Albert Einstein, ese científico visionario y judío que renunció a la nacionalidad alemana cuando Hitler llegó al poder en 1933, dijo: “Dios no juega a los dados con el universo”. Es imposible determinar la certeza de una reflexión cuya naturaleza subjetiva nace de la fe, pero viendo todos esos golpes de suerte que permitieron a Hitler esquivar la muerte en múltiples ocasiones, en todos y cada uno de los atentados que se planificaron minuciosamente desde las entrañas del régimen, uno no puede evitar creer que ese Dios que no juega a los dados con el universo sí lo hace, en cambio, con el destino de humanidad.

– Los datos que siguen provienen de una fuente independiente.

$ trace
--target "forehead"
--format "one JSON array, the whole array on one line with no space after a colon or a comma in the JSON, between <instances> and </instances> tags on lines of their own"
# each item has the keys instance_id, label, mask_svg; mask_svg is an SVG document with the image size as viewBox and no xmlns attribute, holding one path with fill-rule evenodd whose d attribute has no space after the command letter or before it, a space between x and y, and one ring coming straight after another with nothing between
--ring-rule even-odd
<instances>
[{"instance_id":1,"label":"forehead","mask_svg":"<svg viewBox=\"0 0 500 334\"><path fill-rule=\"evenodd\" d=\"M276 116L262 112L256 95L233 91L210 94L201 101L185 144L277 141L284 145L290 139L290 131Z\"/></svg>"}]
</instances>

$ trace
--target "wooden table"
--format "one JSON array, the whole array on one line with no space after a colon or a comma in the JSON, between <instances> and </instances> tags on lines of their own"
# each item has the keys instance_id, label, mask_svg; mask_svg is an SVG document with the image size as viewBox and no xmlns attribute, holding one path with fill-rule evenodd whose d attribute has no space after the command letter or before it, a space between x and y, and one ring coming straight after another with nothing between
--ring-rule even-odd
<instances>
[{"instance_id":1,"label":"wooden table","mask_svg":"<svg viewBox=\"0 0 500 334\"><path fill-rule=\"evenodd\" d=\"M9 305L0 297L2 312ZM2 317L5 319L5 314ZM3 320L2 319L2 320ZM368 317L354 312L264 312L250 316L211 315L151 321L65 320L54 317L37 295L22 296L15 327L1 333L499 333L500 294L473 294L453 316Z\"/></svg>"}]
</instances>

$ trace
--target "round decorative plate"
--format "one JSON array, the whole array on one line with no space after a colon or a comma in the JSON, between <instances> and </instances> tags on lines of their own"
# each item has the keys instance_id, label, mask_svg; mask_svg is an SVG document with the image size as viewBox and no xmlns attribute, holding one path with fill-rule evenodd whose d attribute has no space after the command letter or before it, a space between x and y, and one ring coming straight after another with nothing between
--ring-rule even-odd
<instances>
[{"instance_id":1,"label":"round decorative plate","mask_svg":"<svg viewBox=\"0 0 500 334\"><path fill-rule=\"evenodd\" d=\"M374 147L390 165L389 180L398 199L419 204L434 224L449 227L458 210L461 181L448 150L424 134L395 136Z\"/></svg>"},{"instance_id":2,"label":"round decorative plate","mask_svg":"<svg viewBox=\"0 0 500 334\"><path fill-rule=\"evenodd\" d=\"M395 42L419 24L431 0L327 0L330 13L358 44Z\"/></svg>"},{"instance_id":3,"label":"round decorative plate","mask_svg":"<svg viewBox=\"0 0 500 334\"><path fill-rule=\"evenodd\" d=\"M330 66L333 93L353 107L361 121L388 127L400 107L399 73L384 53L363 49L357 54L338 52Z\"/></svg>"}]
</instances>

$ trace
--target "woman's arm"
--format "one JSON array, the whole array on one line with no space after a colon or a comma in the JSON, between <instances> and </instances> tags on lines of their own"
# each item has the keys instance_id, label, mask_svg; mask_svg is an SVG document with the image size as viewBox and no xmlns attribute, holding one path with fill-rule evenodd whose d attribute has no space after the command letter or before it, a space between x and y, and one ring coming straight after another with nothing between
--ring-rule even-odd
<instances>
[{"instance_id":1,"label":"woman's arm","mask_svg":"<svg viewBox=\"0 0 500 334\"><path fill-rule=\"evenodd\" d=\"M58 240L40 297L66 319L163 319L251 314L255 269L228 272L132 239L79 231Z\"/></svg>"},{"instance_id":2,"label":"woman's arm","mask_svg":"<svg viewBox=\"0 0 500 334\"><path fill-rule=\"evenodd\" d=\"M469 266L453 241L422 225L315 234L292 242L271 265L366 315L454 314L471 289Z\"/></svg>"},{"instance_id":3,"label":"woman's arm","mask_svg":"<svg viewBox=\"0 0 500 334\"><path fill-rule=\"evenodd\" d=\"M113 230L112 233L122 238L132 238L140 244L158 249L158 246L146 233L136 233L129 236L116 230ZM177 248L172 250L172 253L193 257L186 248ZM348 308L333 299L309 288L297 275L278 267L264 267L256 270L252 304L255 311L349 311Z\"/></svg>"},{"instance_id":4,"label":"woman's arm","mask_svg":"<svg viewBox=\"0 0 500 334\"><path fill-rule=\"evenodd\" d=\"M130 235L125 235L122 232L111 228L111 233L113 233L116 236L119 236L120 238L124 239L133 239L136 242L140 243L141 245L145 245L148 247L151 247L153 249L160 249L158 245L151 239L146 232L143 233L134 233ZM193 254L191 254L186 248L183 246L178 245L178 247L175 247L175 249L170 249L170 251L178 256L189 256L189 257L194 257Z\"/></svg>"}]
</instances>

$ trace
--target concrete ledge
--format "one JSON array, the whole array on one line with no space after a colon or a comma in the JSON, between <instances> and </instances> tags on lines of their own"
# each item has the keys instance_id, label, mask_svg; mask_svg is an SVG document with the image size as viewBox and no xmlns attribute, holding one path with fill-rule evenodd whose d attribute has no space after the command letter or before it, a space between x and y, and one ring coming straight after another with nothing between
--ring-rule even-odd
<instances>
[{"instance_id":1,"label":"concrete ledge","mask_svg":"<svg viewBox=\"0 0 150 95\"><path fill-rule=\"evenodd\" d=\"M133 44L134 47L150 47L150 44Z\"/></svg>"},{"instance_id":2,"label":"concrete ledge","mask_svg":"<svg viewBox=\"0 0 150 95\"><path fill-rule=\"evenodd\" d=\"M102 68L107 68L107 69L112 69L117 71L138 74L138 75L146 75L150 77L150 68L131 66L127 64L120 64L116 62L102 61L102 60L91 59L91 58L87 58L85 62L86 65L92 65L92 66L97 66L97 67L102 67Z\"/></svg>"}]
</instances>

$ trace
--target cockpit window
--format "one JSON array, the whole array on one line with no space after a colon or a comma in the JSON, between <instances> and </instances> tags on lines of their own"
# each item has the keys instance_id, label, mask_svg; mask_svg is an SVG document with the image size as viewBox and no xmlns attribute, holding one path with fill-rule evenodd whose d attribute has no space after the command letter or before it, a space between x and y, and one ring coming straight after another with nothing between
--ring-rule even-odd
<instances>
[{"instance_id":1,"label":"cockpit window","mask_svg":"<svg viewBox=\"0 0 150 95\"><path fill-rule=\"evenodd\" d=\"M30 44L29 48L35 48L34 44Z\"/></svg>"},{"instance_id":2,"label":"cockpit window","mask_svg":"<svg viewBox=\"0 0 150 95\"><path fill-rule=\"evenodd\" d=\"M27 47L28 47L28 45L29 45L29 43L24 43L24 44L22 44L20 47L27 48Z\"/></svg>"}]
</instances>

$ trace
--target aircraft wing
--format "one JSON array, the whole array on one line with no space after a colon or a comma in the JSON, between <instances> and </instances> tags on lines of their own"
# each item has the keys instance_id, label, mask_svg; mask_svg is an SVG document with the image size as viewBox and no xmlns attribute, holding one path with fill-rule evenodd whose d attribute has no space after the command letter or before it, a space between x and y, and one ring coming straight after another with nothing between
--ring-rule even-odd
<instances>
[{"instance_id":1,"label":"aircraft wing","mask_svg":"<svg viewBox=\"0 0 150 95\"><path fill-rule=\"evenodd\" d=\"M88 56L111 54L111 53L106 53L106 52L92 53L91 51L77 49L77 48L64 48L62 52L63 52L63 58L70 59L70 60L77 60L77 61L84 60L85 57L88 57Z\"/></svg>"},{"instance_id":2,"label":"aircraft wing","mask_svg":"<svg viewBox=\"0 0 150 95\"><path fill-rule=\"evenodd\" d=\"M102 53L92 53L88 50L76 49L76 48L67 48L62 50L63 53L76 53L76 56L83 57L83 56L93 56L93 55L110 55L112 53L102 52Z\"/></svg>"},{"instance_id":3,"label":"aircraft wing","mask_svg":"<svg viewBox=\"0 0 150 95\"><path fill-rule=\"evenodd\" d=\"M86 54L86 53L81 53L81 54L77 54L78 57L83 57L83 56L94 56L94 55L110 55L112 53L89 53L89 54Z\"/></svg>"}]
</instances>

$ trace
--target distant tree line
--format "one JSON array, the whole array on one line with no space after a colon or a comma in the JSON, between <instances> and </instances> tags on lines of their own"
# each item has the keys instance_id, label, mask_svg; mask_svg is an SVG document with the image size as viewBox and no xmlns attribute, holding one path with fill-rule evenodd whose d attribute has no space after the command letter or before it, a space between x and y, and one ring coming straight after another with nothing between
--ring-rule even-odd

La Operación Valkiria fue el más ambicioso de esos intentos de magnicidio. En julio de 1944, siete militares dirigidos por el coronel Stauffenberg diseñaron y ejecutaron un plan con el que pretendían asesinar al Führer, abolir las SS y formar un nuevo gobierno más proclive a la negociación, con el general Ludwig Beck y el político conservador Carl Goerdeler como canciller y presidente respectivamente. Pero, una vez más, los dados de Dios se aliaron con los malos. Y Adolf Hitler siguió enviando a la muerte a miles de seres humanos hasta el último de los días de su existencia, el 30 de abril de 1945.
Bryan Singer volvía a contar con Christopher McQuarrie, guionista de sus dos primeras y brillantes películas, Public Access (1993) y Sospechosos habituales (1995), para llevar a la pantalla la historia de aquel fallido atentado. Y eso es lo que vemos en su filme: una detallada y fiel reconstrucción de los hechos. Imagino que intencionadamente, Singer evita buscar las motivaciones de los personajes o la complejidad moral de sus actos para centrarse en una sólida y eficiente recreación de lo sucedido.

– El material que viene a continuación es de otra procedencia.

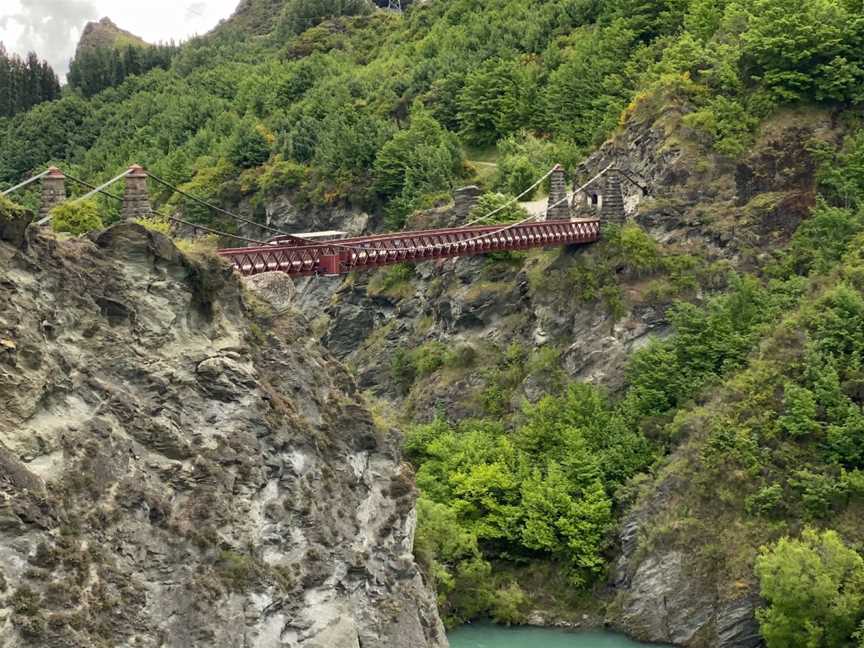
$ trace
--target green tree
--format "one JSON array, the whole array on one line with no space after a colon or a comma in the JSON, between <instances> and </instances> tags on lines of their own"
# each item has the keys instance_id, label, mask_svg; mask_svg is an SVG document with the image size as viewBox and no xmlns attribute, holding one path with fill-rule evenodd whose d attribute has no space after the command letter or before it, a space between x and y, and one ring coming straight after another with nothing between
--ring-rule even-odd
<instances>
[{"instance_id":1,"label":"green tree","mask_svg":"<svg viewBox=\"0 0 864 648\"><path fill-rule=\"evenodd\" d=\"M0 117L11 117L60 96L60 81L34 52L25 58L9 54L0 42Z\"/></svg>"},{"instance_id":2,"label":"green tree","mask_svg":"<svg viewBox=\"0 0 864 648\"><path fill-rule=\"evenodd\" d=\"M465 78L459 95L459 124L471 144L494 144L531 122L537 81L518 61L490 59Z\"/></svg>"},{"instance_id":3,"label":"green tree","mask_svg":"<svg viewBox=\"0 0 864 648\"><path fill-rule=\"evenodd\" d=\"M253 119L243 119L228 140L226 155L240 169L261 166L270 158L272 135Z\"/></svg>"},{"instance_id":4,"label":"green tree","mask_svg":"<svg viewBox=\"0 0 864 648\"><path fill-rule=\"evenodd\" d=\"M448 506L426 497L417 501L414 554L433 579L448 626L483 614L495 600L491 565L483 559L477 537ZM514 597L502 614L515 614L518 604Z\"/></svg>"},{"instance_id":5,"label":"green tree","mask_svg":"<svg viewBox=\"0 0 864 648\"><path fill-rule=\"evenodd\" d=\"M828 426L826 432L828 456L847 468L864 468L864 413L852 407L842 421Z\"/></svg>"},{"instance_id":6,"label":"green tree","mask_svg":"<svg viewBox=\"0 0 864 648\"><path fill-rule=\"evenodd\" d=\"M838 0L753 0L743 64L782 101L860 101L864 16Z\"/></svg>"},{"instance_id":7,"label":"green tree","mask_svg":"<svg viewBox=\"0 0 864 648\"><path fill-rule=\"evenodd\" d=\"M762 547L756 615L768 648L848 646L864 613L864 560L835 531Z\"/></svg>"},{"instance_id":8,"label":"green tree","mask_svg":"<svg viewBox=\"0 0 864 648\"><path fill-rule=\"evenodd\" d=\"M528 212L517 202L513 196L501 193L488 192L480 196L468 218L481 225L492 225L495 223L514 223L528 217Z\"/></svg>"},{"instance_id":9,"label":"green tree","mask_svg":"<svg viewBox=\"0 0 864 648\"><path fill-rule=\"evenodd\" d=\"M612 502L599 479L568 479L564 469L551 461L545 471L535 469L523 482L522 510L526 547L566 560L576 585L585 585L600 573Z\"/></svg>"},{"instance_id":10,"label":"green tree","mask_svg":"<svg viewBox=\"0 0 864 648\"><path fill-rule=\"evenodd\" d=\"M607 3L607 19L618 19L642 40L651 41L680 29L688 4L688 0L616 0Z\"/></svg>"},{"instance_id":11,"label":"green tree","mask_svg":"<svg viewBox=\"0 0 864 648\"><path fill-rule=\"evenodd\" d=\"M702 41L710 39L720 28L723 12L730 0L691 0L684 16L687 32Z\"/></svg>"},{"instance_id":12,"label":"green tree","mask_svg":"<svg viewBox=\"0 0 864 648\"><path fill-rule=\"evenodd\" d=\"M780 428L789 436L804 437L819 431L816 420L816 397L806 387L786 383L784 389L784 413L780 417Z\"/></svg>"},{"instance_id":13,"label":"green tree","mask_svg":"<svg viewBox=\"0 0 864 648\"><path fill-rule=\"evenodd\" d=\"M630 99L634 70L626 63L635 34L621 21L579 30L545 91L549 127L577 144L596 142L611 130Z\"/></svg>"},{"instance_id":14,"label":"green tree","mask_svg":"<svg viewBox=\"0 0 864 648\"><path fill-rule=\"evenodd\" d=\"M450 189L462 171L456 137L427 111L417 108L405 130L393 136L375 160L375 186L384 198Z\"/></svg>"}]
</instances>

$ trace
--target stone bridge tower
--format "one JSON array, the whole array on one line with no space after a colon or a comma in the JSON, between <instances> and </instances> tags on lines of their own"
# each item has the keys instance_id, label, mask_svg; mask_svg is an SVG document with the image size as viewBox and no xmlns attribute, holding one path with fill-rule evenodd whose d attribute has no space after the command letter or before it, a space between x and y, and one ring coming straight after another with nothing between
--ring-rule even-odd
<instances>
[{"instance_id":1,"label":"stone bridge tower","mask_svg":"<svg viewBox=\"0 0 864 648\"><path fill-rule=\"evenodd\" d=\"M147 172L143 167L133 164L126 174L126 192L123 194L123 208L120 216L123 220L149 218L150 195L147 192Z\"/></svg>"},{"instance_id":2,"label":"stone bridge tower","mask_svg":"<svg viewBox=\"0 0 864 648\"><path fill-rule=\"evenodd\" d=\"M606 223L624 223L627 220L624 194L621 192L621 174L617 169L609 169L606 174L600 218Z\"/></svg>"},{"instance_id":3,"label":"stone bridge tower","mask_svg":"<svg viewBox=\"0 0 864 648\"><path fill-rule=\"evenodd\" d=\"M66 200L66 176L57 167L48 169L42 178L42 202L39 205L39 221L48 218L51 210Z\"/></svg>"},{"instance_id":4,"label":"stone bridge tower","mask_svg":"<svg viewBox=\"0 0 864 648\"><path fill-rule=\"evenodd\" d=\"M570 204L567 199L567 179L564 167L556 164L552 169L549 187L549 202L546 208L548 220L566 220L570 218Z\"/></svg>"}]
</instances>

Tom Cruise como protagonista
Algo que resulta especialmente palpable en el coronel interpretado por Cruise, un personaje al que no llegamos a conocer en ningún momento y que el espectador nunca percibe como el hombre real en el que se inspira, sino como un aséptico y cinematográfico héroe de acción. Claro que esto también puede deberse a las limitaciones de Cruise, un actor al que es imposible negarle su oficio y esmero pero que siempre transmite la sensación de no ser capaz de ir más allá de sus propias limitaciones. Porque sí encontramos esa profundidad emocional en el resto de los personajes. Y es en pequeños gestos o frases de diálogo de cualquiera de sus compañeros de reparto, donde comprendemos el miedo o la desesperación que les atenazaba y que alimentaba su conjura. El excelente elenco de actores es posiblemente lo mejor de este notable thriller bélico. En él encontramos entre otros a Bill Nighy, Kenneth Branagh, Tom Wilkinson, Eddie Izzard, Terence Stamp, Carice Van Houten o Thomas Kretschmann.

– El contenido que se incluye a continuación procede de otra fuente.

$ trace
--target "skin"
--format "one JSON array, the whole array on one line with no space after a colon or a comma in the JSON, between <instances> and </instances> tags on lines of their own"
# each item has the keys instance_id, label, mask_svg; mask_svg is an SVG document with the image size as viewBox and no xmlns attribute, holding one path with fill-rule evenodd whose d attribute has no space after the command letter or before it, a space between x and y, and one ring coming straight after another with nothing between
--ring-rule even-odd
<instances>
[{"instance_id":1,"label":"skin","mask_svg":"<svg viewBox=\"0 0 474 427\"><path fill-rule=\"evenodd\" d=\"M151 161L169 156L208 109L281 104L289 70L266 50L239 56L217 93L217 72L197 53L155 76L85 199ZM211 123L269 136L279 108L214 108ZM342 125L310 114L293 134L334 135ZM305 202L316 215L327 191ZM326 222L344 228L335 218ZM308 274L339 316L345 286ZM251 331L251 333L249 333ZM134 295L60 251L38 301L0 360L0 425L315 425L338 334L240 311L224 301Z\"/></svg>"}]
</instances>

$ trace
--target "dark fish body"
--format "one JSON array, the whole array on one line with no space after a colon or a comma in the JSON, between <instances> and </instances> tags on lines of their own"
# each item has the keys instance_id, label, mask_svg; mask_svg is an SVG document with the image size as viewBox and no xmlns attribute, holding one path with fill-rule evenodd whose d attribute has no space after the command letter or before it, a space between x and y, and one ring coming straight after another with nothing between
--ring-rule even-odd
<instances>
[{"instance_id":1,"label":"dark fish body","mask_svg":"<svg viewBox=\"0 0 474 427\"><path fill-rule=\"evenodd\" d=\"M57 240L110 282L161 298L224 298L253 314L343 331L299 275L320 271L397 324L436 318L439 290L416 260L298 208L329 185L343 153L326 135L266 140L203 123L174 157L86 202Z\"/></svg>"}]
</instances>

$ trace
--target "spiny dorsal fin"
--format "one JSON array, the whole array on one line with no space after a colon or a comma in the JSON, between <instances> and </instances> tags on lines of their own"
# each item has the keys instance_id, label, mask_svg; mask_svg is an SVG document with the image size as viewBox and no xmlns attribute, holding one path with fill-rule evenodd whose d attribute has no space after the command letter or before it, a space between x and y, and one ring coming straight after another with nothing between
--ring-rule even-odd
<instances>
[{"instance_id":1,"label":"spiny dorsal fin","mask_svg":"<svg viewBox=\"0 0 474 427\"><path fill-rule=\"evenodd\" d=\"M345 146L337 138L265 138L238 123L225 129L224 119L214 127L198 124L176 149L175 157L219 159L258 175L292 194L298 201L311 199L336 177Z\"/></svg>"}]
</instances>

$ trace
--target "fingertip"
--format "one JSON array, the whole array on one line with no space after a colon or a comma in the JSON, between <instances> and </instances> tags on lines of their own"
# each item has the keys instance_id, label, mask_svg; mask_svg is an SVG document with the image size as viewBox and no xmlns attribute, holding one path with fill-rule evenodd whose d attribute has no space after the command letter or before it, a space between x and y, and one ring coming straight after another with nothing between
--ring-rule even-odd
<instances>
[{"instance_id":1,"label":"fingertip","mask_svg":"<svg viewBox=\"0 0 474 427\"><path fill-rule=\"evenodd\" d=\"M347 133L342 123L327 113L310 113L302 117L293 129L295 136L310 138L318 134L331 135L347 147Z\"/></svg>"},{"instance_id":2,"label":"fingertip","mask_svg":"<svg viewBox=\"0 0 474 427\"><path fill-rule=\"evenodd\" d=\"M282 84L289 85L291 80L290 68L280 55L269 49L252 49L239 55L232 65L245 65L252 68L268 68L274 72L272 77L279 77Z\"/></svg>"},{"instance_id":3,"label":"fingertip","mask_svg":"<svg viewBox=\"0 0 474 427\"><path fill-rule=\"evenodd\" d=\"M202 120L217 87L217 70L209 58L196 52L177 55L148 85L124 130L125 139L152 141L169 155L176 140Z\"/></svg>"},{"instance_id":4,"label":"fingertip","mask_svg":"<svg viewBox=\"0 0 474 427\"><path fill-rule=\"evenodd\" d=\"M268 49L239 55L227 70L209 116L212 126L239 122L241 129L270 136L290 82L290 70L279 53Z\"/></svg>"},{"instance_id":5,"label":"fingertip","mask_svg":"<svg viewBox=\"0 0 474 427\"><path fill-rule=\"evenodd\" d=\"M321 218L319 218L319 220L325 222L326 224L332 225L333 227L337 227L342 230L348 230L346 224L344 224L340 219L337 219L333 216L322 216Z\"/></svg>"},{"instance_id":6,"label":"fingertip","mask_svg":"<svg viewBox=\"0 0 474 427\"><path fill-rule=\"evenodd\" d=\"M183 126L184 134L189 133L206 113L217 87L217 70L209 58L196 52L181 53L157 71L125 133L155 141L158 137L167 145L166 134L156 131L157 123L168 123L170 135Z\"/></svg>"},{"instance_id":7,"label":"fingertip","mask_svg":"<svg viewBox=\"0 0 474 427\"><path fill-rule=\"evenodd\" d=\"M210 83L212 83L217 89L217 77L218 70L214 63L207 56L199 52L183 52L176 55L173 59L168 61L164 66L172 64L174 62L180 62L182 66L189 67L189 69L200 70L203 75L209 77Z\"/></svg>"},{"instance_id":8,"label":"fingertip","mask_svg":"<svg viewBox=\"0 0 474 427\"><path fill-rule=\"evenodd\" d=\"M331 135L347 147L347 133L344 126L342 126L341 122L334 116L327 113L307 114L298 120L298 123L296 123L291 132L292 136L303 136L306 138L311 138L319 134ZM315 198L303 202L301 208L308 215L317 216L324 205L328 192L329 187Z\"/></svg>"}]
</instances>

Precisamente este último, que interpreta al Mayor Otto Ernst Remer, nos transmite en una demoledora secuencia toda la rendida desesperanza que debieron sentir aquellos que soñaban con cambiar el destino de su pueblo. Este fiel y hastiado soldado, que inicia la toma del distrito gubernamental de Berlín cuando la conspiración se pone en marcha, es también el primero en escuchar por teléfono la voz de Hitler: “¿Reconoce mi voz? Estoy vivo e indemne”.